I see the female figure, almost unclothed and overly posed, everywhere I go.

It is fashion’s job to package the woman in a way that makes her even more delectable. And historically, the so-called fairer sex has been the one to most enjoy tasteful frippery and modish fad. But fashion is failing us. Media, social norms, celebrity culture and the clothing industry have conspired to create a nauseating axis that has saturated our surroundings like an overloaded supermarket aisle. 

I see the female figure, almost unclothed and overly posed, everywhere I go. She is never out of shot. Up and down on public escalators my eyes flicker over endlessly supine forms, repeated with the shoving insistence of propaganda. I am imbibing a million Beyoncés in sequinned bodystockings, a hundred thousand Hailey Biebers in bikinis. I am no more than a fattening duck with a funnel down its neck, no more than a Suffragette with a feeding tube up her nose. Like an abandoned orchard where unpicked apples rain down in a frightening deluge, the stripped human shape is thrust upon me from every direction. Society wants me to see and see it until I choke. 

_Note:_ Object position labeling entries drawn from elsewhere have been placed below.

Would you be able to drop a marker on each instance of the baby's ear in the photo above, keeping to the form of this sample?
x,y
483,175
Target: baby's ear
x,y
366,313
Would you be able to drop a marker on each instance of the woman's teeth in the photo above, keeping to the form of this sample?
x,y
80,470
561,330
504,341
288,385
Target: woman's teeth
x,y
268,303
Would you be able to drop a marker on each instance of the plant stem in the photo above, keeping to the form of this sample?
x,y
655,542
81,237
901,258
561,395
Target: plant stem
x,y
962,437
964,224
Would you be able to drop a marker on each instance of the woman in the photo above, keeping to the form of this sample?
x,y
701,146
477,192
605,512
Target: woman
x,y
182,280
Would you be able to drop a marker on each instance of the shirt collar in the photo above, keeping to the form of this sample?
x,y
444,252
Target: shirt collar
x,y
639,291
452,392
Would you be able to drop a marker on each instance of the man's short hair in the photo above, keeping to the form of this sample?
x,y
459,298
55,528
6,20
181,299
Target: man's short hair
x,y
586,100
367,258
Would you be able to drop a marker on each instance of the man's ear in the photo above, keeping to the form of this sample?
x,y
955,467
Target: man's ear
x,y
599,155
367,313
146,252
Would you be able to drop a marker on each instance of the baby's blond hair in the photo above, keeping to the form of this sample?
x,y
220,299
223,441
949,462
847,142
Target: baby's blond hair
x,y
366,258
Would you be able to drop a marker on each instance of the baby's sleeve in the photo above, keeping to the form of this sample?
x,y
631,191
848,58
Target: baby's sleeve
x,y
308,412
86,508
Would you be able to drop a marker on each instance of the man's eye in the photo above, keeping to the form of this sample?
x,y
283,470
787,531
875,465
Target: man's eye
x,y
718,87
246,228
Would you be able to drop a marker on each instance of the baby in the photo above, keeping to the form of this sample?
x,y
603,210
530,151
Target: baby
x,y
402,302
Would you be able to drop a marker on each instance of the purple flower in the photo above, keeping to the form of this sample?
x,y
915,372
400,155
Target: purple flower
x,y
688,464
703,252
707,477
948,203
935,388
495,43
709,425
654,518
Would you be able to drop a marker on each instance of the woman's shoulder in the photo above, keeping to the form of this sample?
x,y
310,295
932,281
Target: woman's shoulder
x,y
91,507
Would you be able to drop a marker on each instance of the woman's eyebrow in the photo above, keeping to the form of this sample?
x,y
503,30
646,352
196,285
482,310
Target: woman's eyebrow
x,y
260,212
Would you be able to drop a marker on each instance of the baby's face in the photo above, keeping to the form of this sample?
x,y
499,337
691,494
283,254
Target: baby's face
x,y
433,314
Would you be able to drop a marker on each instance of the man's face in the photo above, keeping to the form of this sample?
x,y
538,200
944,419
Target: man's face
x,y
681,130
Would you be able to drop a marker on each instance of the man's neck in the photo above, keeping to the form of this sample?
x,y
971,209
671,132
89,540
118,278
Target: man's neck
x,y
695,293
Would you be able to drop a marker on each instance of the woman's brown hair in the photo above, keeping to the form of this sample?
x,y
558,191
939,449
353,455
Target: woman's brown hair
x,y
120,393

And so, to match the times, the garb they make for us to wear is garbage. Mini vests of mesh and net, nipple tape, bralets, hotpants. The newest thing is knickers. It’s the final step in the ‘underwear as outerwear’ sequence, and it is supposed to be sexy. Is it?

Is it possible that it is desensitising? That specifically female nakedness has become so ubiquitous that it is boring? And that advertisers and influencers need to plunge to dirtier depths to spark the interest of an inoculated audience? I will bring you scarier conclusions soon. 

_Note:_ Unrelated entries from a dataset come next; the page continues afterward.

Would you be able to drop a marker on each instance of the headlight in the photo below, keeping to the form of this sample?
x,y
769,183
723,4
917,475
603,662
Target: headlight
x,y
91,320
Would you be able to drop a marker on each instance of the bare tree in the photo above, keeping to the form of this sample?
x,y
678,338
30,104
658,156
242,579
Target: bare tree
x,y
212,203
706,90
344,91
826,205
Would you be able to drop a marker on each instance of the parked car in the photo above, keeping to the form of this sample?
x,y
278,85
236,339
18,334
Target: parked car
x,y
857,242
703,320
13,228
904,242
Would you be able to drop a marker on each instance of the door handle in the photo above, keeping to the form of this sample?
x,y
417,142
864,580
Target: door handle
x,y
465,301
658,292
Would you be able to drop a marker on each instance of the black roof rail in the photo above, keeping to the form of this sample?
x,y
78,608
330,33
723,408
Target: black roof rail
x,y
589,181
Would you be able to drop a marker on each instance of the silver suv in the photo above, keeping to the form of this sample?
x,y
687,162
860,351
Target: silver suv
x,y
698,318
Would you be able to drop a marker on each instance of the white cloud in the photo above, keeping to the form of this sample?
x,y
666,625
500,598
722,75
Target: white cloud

In a world of very worldly pleasures where we can reveal, I chose to conceal.

If the forbidden fruit were being served in every eatery in town and displayed boldly piled in each shop window, would you still be hungry for it? Would your hands sweat and your scalp prickle, would you turn at night with thoughts of it? Would you queue in the rain, would you wait hours for it? Would you still respect it?

Because that is what I want. I want veneration. I want my female body – other female bodies – to be admired with tearful, genuflecting reverence. In a world of very worldly pleasures where we can reveal, I chose to conceal. I believe in preserving mystique and playing with suggestion. The teasing of a figure beneath a cleverly draped dress, the rise and arch of body parts outlined but not exhibited. Let’s cover up from head-to-toe and titillate. It’s much more appetising.